Day three found us moving up to the range bright and early. The drive up to our shooting area took about 35 minutes to get there. This allowed us to enjoy some of the most scenic views of the valley, plains and mountains that Idaho has to offer. Upon reaching the pass we left the vehicles, and unloaded the gear and got ready to stretch our legs. I started looking for targets. When pointed in the right direction I was barely able to make out the small white specs that these guys call targets over the numerous valleys and ridges located on the large mountainside.
My shooting partner Rob Ormond and I got down and made a quick range card, and started to range the various targets across the mountain. Once our range card was complete we started to input data into our ABC and the target engagements began. We quickly found achieving first round hits at ranges of 1500 yards with the .408 CheyTac to be a simple task. We spent the complete day on the range working over firing solutions and engaging targets in 25-mph winds throughout the day out to 2200 yards.
Day four took us back out to Arco Pass to again ring out steel and see how much info we retained and how well we were using the ABC/CABCs. My shooting partner and I spent the day seeing how fast we could input the data into the ABC, working our way through the target arrays with the least amount of shots.
This also provided us the chance to work on communication between shooter and observer while engaging multiple targets at multiple ranges, elevations, angles with various wind directions and speeds.
The training we received over those four days was top notch, to say the least. There was very little down-time and plenty of shooting each day. I was highly impressed with the accuracy, and the simplicity of the ABC and the ability to put rounds on target and achieve first-round hits at 2000 yards. The .408 CheyTac M-200 or M-310 weapons systems are easy to manage and shoot. I know there are people out there saying, yeah right, but to prove to you how simple and easy this weapons system is to shoot I want to share with you a little story from our training.
We had Officer Shelly Pharis of the Hailey PD, who was up on the range for the last day of the training. Pharis is a small framed but tough lady with an ambition to get into tactical shooting. I will have to say in my many years of shooting I have never seen a woman who listened to, applied and understood the fundamentals of marksmanship and applied them while shooting these big .408s.

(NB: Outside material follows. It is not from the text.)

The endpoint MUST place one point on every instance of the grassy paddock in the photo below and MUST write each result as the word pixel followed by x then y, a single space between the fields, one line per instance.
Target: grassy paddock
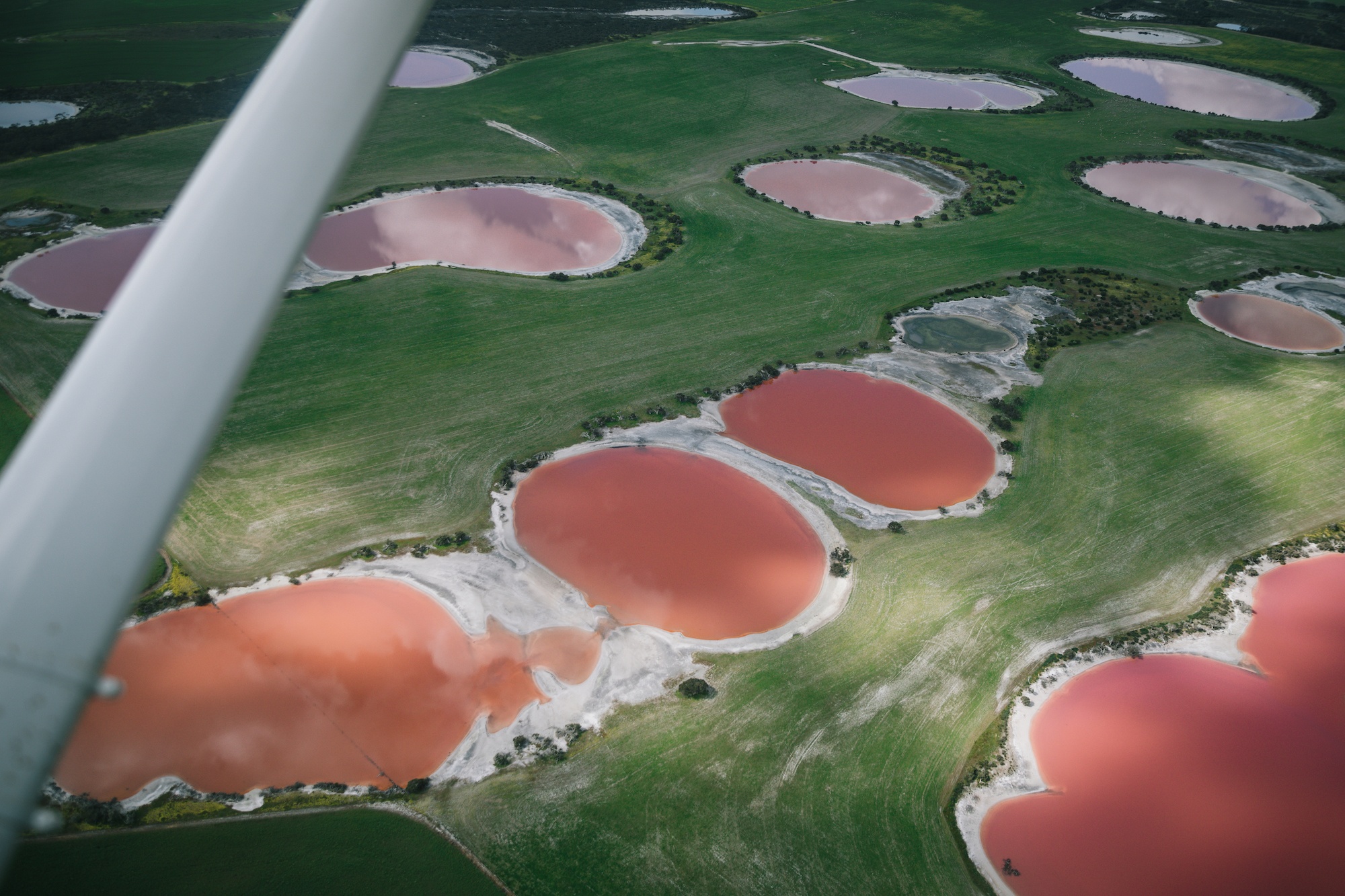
pixel 356 852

Pharis was able to apply the data on the rifle to make a second-round hit on an 18×18-inch piece of steel at 2000 yards using the CheyTac M-200. She had just missed making a first round hit by roughly 6 inches off the right side of the plate due to being slightly off with the wind call. That was pretty impressive, if you ask me.
If you’re an individual who is looking to take some extreme long-range training and you don’t own an extreme long range weapons system that can achieve these distances, no problem. You can rent one of the CheyTac’s .408 systems for $150 dollars on top of your course fee, and you can purchase the required ammunition for the course through them as well. Upon completion of the course if you decide to buy a .408 CheyTac within six months of your training, CheyTac will discount your new rifle purchase for the $150 rental fee you paid.
I highly recommend this course to anyone who wants to test their skill at ranges that in the past could only be dreamed about. The days of “luck shots” at distances over 2000 yards are gone. You can now effectively and consistently achieve a successful first-round hit using these advancements in weapons, equipment and ammunition.